Criminality in  Sri Lanka is Costly

Criminality in Sri Lanka is Costly

In 2022, Sri Lanka underwent a pivotal transformation marked by political unrest, public protests, and the departure of the elected president, Gotabha Rajapasha. This period of upheaval led to a sharp economic decline, causing Sri Lanka to rapidly plunge into the ranks of the world’s poorest nations. The country struggled to meet its international loan obligations, exacerbating its financial woes.

Consequently, the tumultuous events of 2022 not only impacted the economy but also triggered a surge in organized criminal activities. Police data revealed a significant increase in serious crimes, with a 60% month-on-month rise throughout the year.

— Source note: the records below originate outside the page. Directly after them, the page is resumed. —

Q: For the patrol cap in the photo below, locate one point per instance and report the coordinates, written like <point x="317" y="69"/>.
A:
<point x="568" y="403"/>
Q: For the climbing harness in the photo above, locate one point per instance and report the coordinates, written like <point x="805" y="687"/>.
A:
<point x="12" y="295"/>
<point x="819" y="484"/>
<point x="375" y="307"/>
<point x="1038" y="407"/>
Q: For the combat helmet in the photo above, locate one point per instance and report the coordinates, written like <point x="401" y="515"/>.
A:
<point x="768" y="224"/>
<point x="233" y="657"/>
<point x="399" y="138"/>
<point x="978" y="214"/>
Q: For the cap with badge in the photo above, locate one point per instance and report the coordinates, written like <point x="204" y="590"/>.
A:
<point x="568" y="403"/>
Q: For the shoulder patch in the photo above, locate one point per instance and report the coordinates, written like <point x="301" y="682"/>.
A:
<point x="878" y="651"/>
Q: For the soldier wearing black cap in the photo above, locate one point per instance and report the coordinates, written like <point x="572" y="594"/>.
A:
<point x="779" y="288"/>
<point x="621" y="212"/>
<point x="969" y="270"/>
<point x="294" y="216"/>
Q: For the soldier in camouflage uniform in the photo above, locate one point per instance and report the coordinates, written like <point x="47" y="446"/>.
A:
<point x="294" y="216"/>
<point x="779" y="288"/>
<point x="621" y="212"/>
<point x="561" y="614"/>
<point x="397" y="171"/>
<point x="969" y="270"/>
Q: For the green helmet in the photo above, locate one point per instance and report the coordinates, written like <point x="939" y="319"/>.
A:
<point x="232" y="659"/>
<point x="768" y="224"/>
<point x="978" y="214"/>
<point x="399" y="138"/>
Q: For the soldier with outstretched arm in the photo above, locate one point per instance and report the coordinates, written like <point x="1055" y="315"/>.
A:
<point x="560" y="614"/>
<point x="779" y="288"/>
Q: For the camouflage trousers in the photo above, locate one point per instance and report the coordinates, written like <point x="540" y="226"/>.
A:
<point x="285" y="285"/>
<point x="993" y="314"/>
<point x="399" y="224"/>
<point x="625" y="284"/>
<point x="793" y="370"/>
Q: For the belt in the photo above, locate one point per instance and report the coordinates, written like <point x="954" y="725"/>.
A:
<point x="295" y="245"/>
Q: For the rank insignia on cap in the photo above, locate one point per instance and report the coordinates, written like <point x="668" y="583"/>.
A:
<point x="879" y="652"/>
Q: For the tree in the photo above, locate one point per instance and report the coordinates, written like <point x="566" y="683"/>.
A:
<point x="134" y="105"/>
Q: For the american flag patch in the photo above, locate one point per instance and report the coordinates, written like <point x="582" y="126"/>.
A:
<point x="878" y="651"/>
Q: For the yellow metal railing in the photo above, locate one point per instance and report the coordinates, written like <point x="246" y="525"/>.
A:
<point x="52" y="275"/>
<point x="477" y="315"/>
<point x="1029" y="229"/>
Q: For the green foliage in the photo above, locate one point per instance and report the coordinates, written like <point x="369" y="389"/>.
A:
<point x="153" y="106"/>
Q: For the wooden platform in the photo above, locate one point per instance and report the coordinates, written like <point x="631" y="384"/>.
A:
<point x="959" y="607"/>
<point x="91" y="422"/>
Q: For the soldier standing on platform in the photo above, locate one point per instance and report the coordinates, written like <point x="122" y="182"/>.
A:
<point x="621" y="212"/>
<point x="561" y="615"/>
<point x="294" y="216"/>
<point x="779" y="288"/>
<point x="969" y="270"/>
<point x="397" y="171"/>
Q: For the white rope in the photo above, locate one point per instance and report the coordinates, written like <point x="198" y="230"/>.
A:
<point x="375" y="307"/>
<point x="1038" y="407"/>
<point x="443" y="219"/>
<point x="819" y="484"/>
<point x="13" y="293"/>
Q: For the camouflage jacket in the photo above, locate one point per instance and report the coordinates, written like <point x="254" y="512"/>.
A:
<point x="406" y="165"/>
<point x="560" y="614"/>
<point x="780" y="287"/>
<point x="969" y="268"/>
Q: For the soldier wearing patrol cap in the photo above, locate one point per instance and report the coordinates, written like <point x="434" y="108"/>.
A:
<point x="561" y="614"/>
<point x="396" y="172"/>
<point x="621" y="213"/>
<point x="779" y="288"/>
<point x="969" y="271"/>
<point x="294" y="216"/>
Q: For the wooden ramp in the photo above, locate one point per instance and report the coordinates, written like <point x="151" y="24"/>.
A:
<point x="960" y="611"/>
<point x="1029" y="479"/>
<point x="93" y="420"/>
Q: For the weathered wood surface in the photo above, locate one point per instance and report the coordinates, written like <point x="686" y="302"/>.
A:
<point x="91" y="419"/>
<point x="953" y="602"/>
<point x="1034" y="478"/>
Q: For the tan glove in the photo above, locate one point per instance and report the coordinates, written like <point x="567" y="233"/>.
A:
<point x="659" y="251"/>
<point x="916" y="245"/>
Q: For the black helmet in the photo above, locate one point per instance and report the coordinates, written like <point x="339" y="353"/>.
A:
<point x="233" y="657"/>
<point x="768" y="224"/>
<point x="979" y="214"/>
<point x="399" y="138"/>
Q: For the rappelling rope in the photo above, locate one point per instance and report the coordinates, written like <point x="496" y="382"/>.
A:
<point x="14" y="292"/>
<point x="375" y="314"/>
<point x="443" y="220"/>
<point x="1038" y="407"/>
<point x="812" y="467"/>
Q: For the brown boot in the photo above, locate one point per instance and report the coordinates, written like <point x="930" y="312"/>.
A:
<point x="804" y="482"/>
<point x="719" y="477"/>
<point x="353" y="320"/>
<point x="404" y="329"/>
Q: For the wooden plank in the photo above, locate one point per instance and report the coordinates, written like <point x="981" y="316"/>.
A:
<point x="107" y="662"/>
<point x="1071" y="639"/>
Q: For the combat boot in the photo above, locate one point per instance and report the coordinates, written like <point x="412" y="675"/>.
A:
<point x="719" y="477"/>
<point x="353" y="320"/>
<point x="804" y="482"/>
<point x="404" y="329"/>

Minor offenses also skyrocketed from 1,676 in January 2022 to 29,908 by November. The escalation included 32 reported deadly shootings by December, often linked to disputes among drug cartels believed to operate transnationally.

Overall Criminal Score:

The rise in criminality had repercussions on Sri Lanka’s overall criminality score, which was previously measured at 4.64 out of 10 on the Global Organized Crime Index. This score, driven largely by the country’s heroin, cannabis, and synthetic drug markets, reflected a significant increase in criminal activity during the period of unrest. While Sri Lanka ranked sixth for criminality in Southern Asia in the 2021 Index, its resilience score of 4.04 out of 10 positioned it in the ‘low resilience’ category. The 2023 Index is anticipated to reveal the impact of the escalating criminality on Sri Lanka’s standing

Most crimes occurred within the western province, with about 10,000 cases; the largest number of cases were reported by the Kelaniya Police Division. The division with 2,287 cases also tops the country-wise figures, followed by Anuradhapura with 2056 cases, Nugegoda with 2,018 cases, Negombo with 1709 cases, and Kurunegala, Mount Lavinia, Colombo North, Ratnapura, Gampaha, Kuliyapitiya, and Panadura with more than 1000 cases each.

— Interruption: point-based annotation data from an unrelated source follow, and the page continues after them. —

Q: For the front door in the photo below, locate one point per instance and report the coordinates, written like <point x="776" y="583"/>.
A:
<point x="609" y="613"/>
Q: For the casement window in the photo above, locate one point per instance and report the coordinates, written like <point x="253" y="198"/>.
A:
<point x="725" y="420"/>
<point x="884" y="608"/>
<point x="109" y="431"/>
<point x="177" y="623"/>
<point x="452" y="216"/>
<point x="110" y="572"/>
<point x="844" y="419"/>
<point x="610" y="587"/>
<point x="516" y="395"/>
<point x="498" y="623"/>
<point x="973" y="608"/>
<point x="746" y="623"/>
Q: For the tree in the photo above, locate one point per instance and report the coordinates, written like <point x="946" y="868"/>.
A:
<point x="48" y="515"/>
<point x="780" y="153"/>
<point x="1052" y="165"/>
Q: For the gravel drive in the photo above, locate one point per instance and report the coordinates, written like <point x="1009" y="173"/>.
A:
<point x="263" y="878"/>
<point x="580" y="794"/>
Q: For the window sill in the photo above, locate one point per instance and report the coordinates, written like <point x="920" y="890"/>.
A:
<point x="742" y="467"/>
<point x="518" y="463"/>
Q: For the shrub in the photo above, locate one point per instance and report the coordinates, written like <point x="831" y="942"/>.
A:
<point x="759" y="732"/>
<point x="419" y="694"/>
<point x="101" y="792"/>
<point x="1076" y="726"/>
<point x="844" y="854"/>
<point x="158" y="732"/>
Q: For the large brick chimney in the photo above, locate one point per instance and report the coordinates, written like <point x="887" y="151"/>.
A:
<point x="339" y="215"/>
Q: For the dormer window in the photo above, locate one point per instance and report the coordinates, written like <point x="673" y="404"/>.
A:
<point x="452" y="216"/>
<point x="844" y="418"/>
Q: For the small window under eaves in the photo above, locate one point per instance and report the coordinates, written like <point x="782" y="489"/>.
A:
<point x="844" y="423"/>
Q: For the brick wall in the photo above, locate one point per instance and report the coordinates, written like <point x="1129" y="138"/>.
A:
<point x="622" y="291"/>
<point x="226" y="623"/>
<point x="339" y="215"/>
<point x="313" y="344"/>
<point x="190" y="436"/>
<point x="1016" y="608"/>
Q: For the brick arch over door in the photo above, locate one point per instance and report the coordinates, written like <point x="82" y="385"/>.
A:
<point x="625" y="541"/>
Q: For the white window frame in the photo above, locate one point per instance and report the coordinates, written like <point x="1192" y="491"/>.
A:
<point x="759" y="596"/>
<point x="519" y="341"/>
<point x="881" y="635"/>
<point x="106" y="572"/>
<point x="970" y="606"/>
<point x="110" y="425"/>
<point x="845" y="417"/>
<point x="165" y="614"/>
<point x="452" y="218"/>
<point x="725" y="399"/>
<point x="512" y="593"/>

An analysis of crime trends in 2022 highlighted a correlation between economic factors and heightened crime rates during times of crisis. This aligns with the criminal motivation theory, which suggests that economic stress incentivizes individuals to engage in illicit activities. Notably, a study by the University of Peradeniya found a direct link between the economic crisis and a surge in crime rates, citing a drastic increase in abductions and kidnappings.

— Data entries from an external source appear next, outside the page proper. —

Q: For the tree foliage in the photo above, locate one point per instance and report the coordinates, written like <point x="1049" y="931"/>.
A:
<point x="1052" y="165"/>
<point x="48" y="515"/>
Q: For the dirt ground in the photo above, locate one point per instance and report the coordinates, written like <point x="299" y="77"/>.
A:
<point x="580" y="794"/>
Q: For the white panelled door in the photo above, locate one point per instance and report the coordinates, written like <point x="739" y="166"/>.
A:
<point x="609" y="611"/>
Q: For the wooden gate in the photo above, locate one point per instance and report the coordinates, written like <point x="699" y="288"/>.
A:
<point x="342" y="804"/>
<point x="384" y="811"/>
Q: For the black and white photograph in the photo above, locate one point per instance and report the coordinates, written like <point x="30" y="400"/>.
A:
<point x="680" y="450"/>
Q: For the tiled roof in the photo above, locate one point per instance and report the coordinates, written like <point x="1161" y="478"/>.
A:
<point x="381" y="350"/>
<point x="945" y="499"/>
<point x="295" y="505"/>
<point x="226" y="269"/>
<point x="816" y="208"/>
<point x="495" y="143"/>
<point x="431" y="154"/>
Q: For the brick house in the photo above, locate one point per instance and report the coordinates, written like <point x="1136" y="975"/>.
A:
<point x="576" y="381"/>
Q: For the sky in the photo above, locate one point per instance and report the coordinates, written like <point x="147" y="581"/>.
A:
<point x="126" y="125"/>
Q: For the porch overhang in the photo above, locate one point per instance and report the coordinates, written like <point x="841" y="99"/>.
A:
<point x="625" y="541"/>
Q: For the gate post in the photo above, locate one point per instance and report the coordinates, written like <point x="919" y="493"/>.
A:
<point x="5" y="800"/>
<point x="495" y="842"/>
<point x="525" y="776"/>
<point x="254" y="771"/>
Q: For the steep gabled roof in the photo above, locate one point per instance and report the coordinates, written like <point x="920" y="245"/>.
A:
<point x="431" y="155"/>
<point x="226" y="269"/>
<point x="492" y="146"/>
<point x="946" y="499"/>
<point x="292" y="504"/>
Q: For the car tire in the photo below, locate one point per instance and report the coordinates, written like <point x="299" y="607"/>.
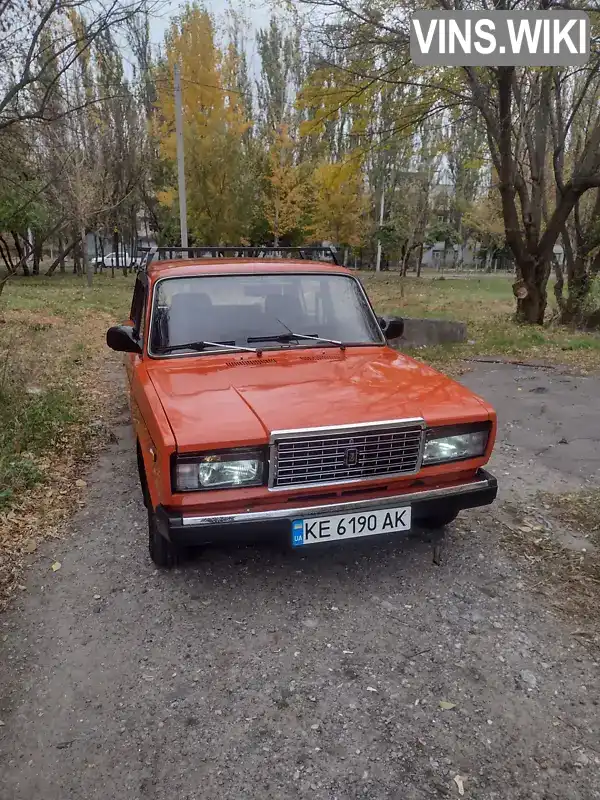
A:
<point x="439" y="520"/>
<point x="162" y="552"/>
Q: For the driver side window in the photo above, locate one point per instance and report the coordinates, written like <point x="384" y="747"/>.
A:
<point x="138" y="306"/>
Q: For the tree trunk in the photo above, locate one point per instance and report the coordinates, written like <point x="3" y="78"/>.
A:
<point x="115" y="251"/>
<point x="76" y="256"/>
<point x="60" y="258"/>
<point x="37" y="253"/>
<point x="6" y="256"/>
<point x="18" y="247"/>
<point x="420" y="260"/>
<point x="87" y="265"/>
<point x="579" y="285"/>
<point x="532" y="307"/>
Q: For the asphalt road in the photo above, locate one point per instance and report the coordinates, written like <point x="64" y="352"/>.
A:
<point x="256" y="673"/>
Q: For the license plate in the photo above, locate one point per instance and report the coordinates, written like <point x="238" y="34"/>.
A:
<point x="316" y="530"/>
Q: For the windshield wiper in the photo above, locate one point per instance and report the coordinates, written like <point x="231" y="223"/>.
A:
<point x="291" y="336"/>
<point x="199" y="346"/>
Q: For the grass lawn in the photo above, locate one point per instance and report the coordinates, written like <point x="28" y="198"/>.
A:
<point x="487" y="305"/>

Transnational crime syndicates seized opportunities in the unstable environment, capitalizing on the unprecedented crisis in Sri Lanka. Well-established criminal networks, particularly those controlling the country’s drug trades, benefited from the chaos. The heroin trade, scoring 6 out of 10 in the 2021 Index, played a prominent role in this criminal surge

 Aragalaya and Crime :

Beyond economic variables, factors such as the presence of youth gangs, substance abuse, underreporting of crimes, and inadequate crime recording mechanisms significantly influenced crime trends in Sri Lanka. While the government attributed the increase in criminal activity to the diversion of police and security forces’ attention towards handling protests, criminologists contested this view. They argued that the rise in criminality reflected deeper-rooted and chronic social problems rather than a temporary diversion of law enforcement resource

A 2015 study by the World Bank estimated that the total cost of crime in Sri Lanka was approximately US$4.8 billion, or about 4.6% of the country’s GDP. This figure included the direct costs of crime, such as the value of stolen goods and property damage, as well as the indirect costs, such as the loss of productivity due to crime-related injuries and the emotional and psychological costs of victimization.